Wij doen een beroep op de verantwoordelijkheidszin van de beroepsbeoefenaars. Mijn diensten hebben, de afgelopen maanden, inspecties uitgevoerd in esthetische klinieken en bij verdelers van esthetische implantaten. Ook op reclame wordt regelmatig toezicht gehouden.

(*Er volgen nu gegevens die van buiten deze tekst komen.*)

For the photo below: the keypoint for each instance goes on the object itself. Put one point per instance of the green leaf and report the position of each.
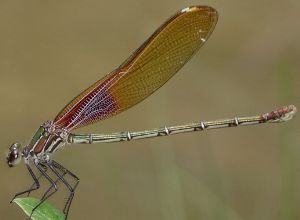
(43, 212)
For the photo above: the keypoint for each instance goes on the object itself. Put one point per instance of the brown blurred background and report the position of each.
(50, 51)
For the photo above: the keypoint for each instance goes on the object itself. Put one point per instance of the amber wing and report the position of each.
(146, 70)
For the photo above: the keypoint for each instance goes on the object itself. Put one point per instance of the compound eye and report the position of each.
(45, 134)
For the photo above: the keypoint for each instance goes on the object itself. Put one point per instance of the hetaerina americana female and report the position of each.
(159, 58)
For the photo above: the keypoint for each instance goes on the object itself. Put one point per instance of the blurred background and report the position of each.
(51, 51)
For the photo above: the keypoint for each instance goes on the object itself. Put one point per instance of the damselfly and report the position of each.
(146, 70)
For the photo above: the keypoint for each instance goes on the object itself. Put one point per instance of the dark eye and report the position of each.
(45, 134)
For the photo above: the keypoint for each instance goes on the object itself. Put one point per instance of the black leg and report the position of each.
(38, 178)
(55, 167)
(46, 194)
(35, 185)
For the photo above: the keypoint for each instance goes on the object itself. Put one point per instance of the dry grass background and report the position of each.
(50, 51)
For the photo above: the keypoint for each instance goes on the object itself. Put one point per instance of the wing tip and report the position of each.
(202, 8)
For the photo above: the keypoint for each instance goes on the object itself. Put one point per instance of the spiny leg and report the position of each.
(38, 178)
(51, 186)
(46, 194)
(56, 166)
(35, 185)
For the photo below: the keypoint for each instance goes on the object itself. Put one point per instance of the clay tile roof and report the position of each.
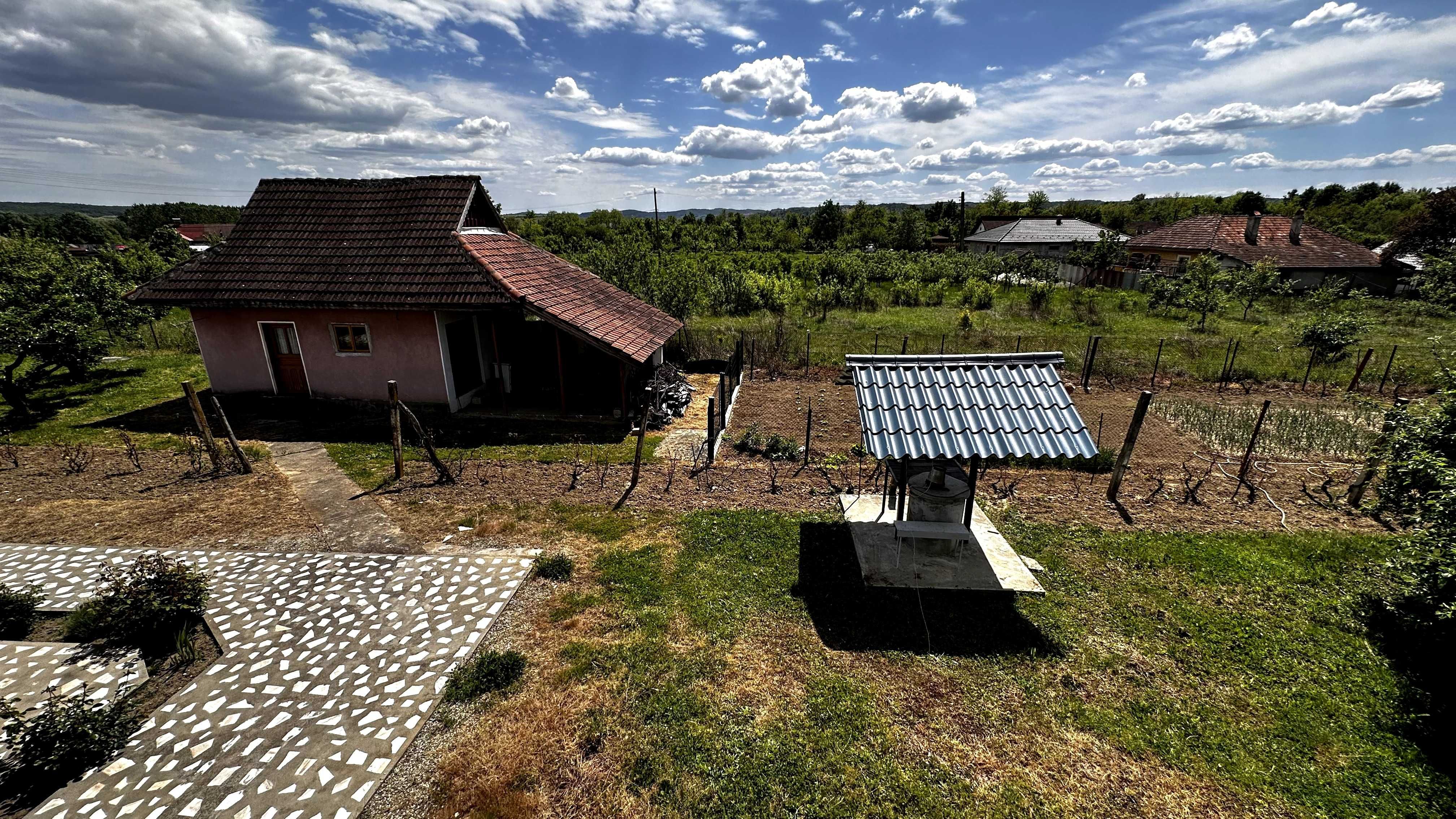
(571, 295)
(1225, 235)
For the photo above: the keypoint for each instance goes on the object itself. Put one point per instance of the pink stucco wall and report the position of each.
(405, 347)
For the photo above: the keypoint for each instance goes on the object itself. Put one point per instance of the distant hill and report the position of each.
(56, 209)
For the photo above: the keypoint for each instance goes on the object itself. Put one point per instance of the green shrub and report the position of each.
(18, 610)
(142, 605)
(490, 671)
(57, 742)
(555, 567)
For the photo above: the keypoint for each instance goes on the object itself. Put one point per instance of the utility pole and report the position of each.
(962, 238)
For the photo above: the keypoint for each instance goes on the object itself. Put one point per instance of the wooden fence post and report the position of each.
(203, 430)
(1355, 382)
(809, 429)
(1394, 347)
(396, 436)
(1144, 401)
(1356, 493)
(1248, 454)
(232, 441)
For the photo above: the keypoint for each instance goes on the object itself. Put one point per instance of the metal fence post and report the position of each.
(1144, 401)
(1248, 454)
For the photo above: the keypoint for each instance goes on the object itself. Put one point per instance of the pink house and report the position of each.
(333, 288)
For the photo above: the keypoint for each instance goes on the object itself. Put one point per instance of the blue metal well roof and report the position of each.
(995, 406)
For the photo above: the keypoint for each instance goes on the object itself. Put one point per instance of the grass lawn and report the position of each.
(65, 410)
(370, 464)
(721, 668)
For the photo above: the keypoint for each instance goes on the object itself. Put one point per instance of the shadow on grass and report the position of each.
(852, 617)
(62, 393)
(283, 419)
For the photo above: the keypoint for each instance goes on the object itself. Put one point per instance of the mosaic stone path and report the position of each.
(331, 664)
(348, 521)
(27, 670)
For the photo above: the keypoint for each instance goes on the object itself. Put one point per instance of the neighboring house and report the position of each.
(1305, 256)
(333, 288)
(1052, 237)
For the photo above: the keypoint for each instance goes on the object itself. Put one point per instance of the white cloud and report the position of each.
(864, 162)
(1392, 159)
(629, 156)
(1327, 14)
(567, 90)
(1375, 24)
(1326, 113)
(778, 81)
(465, 42)
(484, 127)
(1238, 38)
(187, 57)
(1033, 149)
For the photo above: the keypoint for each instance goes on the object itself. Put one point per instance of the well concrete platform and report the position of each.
(988, 564)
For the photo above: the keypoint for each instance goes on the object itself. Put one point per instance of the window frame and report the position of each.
(334, 337)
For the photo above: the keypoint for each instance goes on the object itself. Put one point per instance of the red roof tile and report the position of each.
(571, 295)
(1225, 235)
(392, 245)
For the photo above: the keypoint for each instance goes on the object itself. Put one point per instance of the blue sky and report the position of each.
(573, 105)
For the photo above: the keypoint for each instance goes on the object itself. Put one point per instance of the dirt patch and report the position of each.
(114, 503)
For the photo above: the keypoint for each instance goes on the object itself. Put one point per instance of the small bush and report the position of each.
(142, 605)
(490, 671)
(50, 745)
(555, 567)
(18, 610)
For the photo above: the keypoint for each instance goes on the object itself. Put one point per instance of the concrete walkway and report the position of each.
(331, 664)
(348, 519)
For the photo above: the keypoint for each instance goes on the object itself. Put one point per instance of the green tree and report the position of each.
(1037, 202)
(1257, 282)
(828, 225)
(169, 245)
(1202, 288)
(46, 321)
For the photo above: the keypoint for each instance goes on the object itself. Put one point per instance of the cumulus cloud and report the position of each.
(1033, 149)
(1235, 40)
(567, 90)
(484, 127)
(628, 156)
(188, 57)
(1237, 116)
(864, 162)
(1392, 159)
(1327, 14)
(778, 81)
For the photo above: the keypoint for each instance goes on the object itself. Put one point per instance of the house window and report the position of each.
(351, 339)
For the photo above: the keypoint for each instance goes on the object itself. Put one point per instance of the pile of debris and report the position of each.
(673, 397)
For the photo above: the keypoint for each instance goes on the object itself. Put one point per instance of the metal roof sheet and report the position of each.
(995, 406)
(1041, 229)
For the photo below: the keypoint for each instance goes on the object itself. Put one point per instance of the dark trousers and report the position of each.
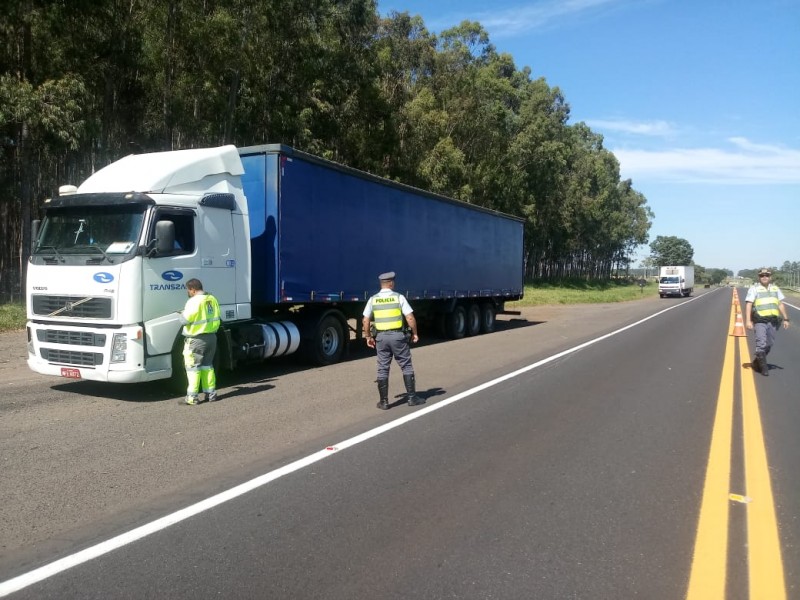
(393, 344)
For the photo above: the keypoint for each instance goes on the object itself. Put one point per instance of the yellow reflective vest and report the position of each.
(386, 312)
(201, 314)
(766, 303)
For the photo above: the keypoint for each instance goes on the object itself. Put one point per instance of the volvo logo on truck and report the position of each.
(103, 277)
(172, 276)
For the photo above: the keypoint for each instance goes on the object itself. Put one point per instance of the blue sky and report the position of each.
(698, 99)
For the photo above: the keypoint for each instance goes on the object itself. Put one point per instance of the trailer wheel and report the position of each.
(488, 317)
(473, 319)
(328, 343)
(456, 323)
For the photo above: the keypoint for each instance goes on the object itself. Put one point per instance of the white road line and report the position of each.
(22, 581)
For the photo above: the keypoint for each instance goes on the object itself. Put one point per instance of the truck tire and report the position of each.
(456, 323)
(473, 319)
(488, 317)
(327, 343)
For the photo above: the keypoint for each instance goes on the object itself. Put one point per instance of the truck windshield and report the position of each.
(107, 231)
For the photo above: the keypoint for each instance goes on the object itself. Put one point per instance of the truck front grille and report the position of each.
(72, 338)
(71, 306)
(69, 357)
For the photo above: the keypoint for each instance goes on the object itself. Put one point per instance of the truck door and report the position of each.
(216, 250)
(165, 274)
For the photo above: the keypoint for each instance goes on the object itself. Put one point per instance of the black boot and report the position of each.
(762, 363)
(411, 392)
(383, 393)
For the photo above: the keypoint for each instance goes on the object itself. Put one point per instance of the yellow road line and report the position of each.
(707, 581)
(765, 565)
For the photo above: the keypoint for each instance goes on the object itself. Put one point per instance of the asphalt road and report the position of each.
(577, 470)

Er werd vastgesteld dat de aanbevelingen in aanmerking werden genomen en dat de patiënten beter werden geïnformeerd over de risico's van de verschillende alternatieven. De inspecties en het toezicht zullen worden voortgezet.

Het publiek moet ook blijk geven van voorzichtigheid en maturiteit en zelf de inspanning leveren om zich te informeren; de fysieke integriteit van elkeen staat immers op het spel. Zowel televisie als de geschreven pers spelen ook een rol door objectieve en volledige informatie weer te geven en geen ongenuanceerde promotie voor cosmetische ingrepen te maken.